You are perfectly imperfect!
Vinita Dawra Nangia
To achieve perfection is not to be rigid and obsessive, but to let go and be yourself
You are perfectly average, quips the happy-go-lucky Kareena Kapoor to the uptight Imran Khan in Ek Main aur Ekk Tu. Understandably, he doesn’t know how to respond! To be average is anathema, but to be perfect at anything is considered wonderful — even if it is perfection at being average!
Cut to Black Swan, a movie I recently saw again on TV. Nina Sayers (Natalie Portman), a ballerina competing for the lead role in Swan Lake, is found unsuitable for the dark role. She is too “frigid” and “perfect” in her performance. The director, Thomas Leroy advises her to stop being a perfectionist and to lose herself in her role, preferring passion over flawless technique. “Perfection is not just about control,” he says. “It is also about letting go…”

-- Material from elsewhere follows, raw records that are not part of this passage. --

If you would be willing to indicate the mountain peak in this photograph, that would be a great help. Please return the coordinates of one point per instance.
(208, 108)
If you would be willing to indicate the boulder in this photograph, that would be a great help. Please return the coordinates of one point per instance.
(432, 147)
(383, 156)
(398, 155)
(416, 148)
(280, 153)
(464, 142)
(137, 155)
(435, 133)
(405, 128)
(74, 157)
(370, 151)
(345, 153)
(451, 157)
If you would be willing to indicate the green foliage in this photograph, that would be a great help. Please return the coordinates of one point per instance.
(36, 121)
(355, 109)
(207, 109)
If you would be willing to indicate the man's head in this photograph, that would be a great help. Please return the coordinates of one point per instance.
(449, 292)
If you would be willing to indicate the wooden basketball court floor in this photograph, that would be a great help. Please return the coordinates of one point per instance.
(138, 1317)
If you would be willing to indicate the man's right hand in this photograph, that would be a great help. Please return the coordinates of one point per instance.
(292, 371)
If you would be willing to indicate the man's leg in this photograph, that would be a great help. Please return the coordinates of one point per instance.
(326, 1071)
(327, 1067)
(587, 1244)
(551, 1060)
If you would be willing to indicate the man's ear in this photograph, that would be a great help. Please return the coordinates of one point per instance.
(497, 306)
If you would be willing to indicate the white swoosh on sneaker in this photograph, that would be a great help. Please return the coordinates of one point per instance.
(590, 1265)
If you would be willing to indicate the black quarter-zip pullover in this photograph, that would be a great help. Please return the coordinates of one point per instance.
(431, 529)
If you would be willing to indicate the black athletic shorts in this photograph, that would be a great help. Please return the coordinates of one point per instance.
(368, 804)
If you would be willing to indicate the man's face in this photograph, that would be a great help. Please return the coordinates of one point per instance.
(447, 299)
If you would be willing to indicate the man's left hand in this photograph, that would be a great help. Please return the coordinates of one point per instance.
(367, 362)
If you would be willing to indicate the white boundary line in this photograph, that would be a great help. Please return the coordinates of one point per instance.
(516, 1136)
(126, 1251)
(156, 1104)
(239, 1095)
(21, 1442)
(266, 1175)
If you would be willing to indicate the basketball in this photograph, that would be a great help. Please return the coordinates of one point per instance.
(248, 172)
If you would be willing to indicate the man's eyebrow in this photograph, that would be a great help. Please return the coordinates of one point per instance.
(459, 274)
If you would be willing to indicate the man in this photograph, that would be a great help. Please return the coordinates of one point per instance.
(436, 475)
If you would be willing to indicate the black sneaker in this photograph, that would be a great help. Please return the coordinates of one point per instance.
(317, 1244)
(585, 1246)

We tend to look at perfection as achieving a ten on ten, doing something so well that it couldn’t be bettered! Such perfection spells the end of endeavour, of dreams, of aspiration. If in your mind you are perfect, the rest of life can at best be spent in maintaining and nurturing this perfection — that flawless skin, the perfect figure, the perfect score, that inimitable performance, a perfect musical rhythm or that perfect moment in time. Anything less would be disappointing.
Why does perfection need to be a punishing routine, leading to obsessive, rigid behaviour? Why should it rely heavily on judgement, and exclude normal life? Obviously, it isn’t meant to be a human trait. Human beings are designed to have flaws; perfection is meant for the Gods.
The quest for perfection actually is a search for certainty, for a sense of control. Anything that stays within specified limits is under our control. The moment shapes shift and take on a life of their own, we lose control and hence, power. We force ourselves to conform to set practices and standards to the extent we forget our true selves in the quest to be “perfect.” Here then is a new look at perfection. Let’s call it the perfectly imperfect! Perfectly normal. A letting go of rigidity, of fastidiousness, the obsession of being the best. To achieve perfection is not to be obsessive and punishing; it is a letting go and allowing natural flaws to be as they are. It is perfectly fine to be perfectly average! Imperfection is fluid, perfection is cast in stone. Progress requires imperfection. Cultures around the world have embraced the concept of the perfect imperfect, often introducing deliberate flaws in works of art, either for religious or aesthetic reasons. The world famous Amish quilt makers deliberately leave an imperfection in their quilts because God alone can be perfect. Turkish shipbuilders and carpet weavers reportedly do the same to remind themselves that perfection is the sole prerogative of Allah. One of the central principles of Islamic art is not to compete with God for perfection.
Great sculptors in India always deliberately left a flaw in the statues they carved — controlled imperfection. If a sculptor was making a Nataraja, for example, and it was too near perfection, he would introduce a flaw, mostly breaking a toe or introducing a mark that spoilt the perfection a bit. This was true of all arts. In one sense, it is believed that all that the Mother Goddess creates is perfect, but pure perfection can only be She herself.
Every Persian carpet included a God’s knot to indicate the weaver wasn’t even attempting perfection. Navajo rug weavers believe that the slight imperfection allows a route to creativity.
The Japanese principle of wabisabi is well known — beauty that is imperfect, impermanent, and incomplete. Asymmetry and irregularity are deliberately introduced by the Japanese as a necessary ingredient of art. Zen potters deliberately leave glaze drips on pots as “controlled” imperfections to reinforce that “perfect is boring.”
Nina in Swan Lake, when in complete touch with her dark side and no longer the rigid innocent, gives a sterling performance, after which she says, “I felt it. Perfect. It was perfect.”